Uiteindelijk heeft de Afdeling het beroep van appellanten ongegrond verklaard, waarmee de bouwvergunning in stand blijft. De uitspraak is gedaan in naam der Koningin en is openbaar uitgesproken op 2 mei 2007.

Uitspraak

200602737/1.
Datum uitspraak: 2 mei 2007
AFDELING
BESTUURSRECHTSPRAAK
Uitspraak in het geding tussen:
[appellanten], beiden wonend te [woonplaats],
en
het college van burgemeester en wethouders van Duiven,
verweerder.
1.    Procesverloop
Bij besluit van 3 januari 2006, kenmerk Geo 0154/2003, heeft het college van burgemeester en wethouders van Duiven aan de besloten vennootschap met beperkte aansprakelijkheid "Prorail B.V." een bouwvergunning verleend voor het plaatsen van extra vluchtdeuren in geluidsschermen op het perceel kadastraal bekend conform bijlage en plaatselijk bekend Betuweroute te Groessen, cluster nr. BB-46.

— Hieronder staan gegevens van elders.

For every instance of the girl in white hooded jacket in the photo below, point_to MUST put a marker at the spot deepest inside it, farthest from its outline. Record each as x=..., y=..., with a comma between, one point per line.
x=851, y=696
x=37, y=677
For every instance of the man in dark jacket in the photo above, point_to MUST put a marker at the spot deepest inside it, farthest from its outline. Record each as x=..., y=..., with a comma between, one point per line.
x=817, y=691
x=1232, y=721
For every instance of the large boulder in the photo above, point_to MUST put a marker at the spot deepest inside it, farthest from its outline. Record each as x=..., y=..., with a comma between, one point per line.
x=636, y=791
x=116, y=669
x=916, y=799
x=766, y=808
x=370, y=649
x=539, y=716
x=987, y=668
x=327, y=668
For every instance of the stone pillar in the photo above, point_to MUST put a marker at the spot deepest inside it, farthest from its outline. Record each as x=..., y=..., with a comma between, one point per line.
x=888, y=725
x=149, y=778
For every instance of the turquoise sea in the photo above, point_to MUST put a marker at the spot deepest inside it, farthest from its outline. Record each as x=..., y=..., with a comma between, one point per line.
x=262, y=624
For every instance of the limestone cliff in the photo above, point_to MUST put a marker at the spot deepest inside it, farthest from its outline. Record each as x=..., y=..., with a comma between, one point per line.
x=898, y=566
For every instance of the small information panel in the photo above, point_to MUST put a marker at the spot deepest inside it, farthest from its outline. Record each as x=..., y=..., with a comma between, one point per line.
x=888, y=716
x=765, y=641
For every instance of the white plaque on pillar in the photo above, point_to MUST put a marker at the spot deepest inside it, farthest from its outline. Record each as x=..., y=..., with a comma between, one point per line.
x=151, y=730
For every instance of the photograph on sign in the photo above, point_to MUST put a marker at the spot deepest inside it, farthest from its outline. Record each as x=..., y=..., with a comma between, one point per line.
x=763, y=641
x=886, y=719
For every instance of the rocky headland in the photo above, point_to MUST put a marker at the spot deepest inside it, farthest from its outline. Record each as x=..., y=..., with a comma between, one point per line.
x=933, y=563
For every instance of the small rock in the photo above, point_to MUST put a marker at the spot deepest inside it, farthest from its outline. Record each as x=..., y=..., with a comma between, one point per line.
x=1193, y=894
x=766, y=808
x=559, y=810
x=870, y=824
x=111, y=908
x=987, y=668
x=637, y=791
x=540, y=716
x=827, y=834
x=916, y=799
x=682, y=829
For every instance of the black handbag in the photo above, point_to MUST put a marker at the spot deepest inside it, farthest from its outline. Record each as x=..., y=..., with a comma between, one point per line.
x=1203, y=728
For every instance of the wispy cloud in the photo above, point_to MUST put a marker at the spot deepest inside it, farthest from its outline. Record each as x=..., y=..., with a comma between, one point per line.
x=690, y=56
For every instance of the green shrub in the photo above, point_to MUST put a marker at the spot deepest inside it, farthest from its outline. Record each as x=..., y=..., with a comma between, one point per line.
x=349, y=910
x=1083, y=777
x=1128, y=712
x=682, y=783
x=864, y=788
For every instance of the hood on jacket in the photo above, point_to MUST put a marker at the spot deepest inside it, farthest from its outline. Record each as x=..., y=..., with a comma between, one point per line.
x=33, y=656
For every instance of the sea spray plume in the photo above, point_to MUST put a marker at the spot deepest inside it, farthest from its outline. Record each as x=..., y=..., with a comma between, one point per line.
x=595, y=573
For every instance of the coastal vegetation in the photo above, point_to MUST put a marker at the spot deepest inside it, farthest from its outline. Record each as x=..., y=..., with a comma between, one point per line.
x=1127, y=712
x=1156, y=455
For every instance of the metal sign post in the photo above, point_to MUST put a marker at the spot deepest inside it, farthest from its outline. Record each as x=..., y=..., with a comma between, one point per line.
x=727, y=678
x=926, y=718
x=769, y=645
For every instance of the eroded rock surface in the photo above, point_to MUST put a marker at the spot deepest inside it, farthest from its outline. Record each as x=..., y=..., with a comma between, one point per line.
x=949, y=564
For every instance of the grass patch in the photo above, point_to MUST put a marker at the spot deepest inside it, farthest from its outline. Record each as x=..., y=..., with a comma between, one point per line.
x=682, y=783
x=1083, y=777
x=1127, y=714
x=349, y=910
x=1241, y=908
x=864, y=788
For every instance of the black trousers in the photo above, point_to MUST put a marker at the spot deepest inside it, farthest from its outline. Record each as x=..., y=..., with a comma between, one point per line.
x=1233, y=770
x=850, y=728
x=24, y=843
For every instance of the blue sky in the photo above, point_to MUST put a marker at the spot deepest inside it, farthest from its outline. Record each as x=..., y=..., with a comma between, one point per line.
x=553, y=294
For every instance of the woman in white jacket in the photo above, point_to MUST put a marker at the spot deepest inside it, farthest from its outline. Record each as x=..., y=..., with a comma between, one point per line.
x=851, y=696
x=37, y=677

Tegen dit besluit hebben appellanten bij brief van 10 april 2006, bij de Raad van State ingekomen op dezelfde datum, beroep ingesteld.
Bij brief van 15 juni 2006, kenmerk PH/29504/jw, heeft verweerder een verweerschrift ingediend.
De zaak is door een meervoudige kamer van de Afdeling verwezen naar een enkelvoudige.
De Afdeling heeft de zaak ter zitting behandeld op 1 december 2006, waar appellanten, vertegenwoordigd door drs. E.A.K. IJff, en bijgestaan door ir. H. Brakel, en verweerder, vertegenwoordigd door F. Visser en Th. Jansen, ambtenaren van de gemeente Duiven, zijn verschenen.
Voorts zijn ProRail B.V., vertegenwoordigd door mr. N. Fokke, en de Minister van Verkeer en Waterstaat, vertegenwoordigd door mr. C.C.F. Rulkens, daar als partij gehoord.
Na het sluiten van het onderzoek ter zitting heeft de Afdeling het onderzoek heropend. De Stichting Advisering Bestuursrechtspraak voor Milieu en Ruimtelijke Ordening heeft een deskundigenbericht uitgebracht, gedateerd 27 februari 2007 (hierna: het deskundigenbericht). Bij brief van 28 maart 2007 hebben appellanten hierop gereageerd.
Met toestemming van partijen is afgezien van een hernieuwde behandeling ter zitting.
2.    Overwegingen
Het standpunt van appellanten
2.1.    Appellanten stellen in beroep dat verweerder ten onrechte een bouwvergunning heeft verleend voor het plaatsen van extra vluchtdeuren in geluidsschermen op het in geding zijnde perceel.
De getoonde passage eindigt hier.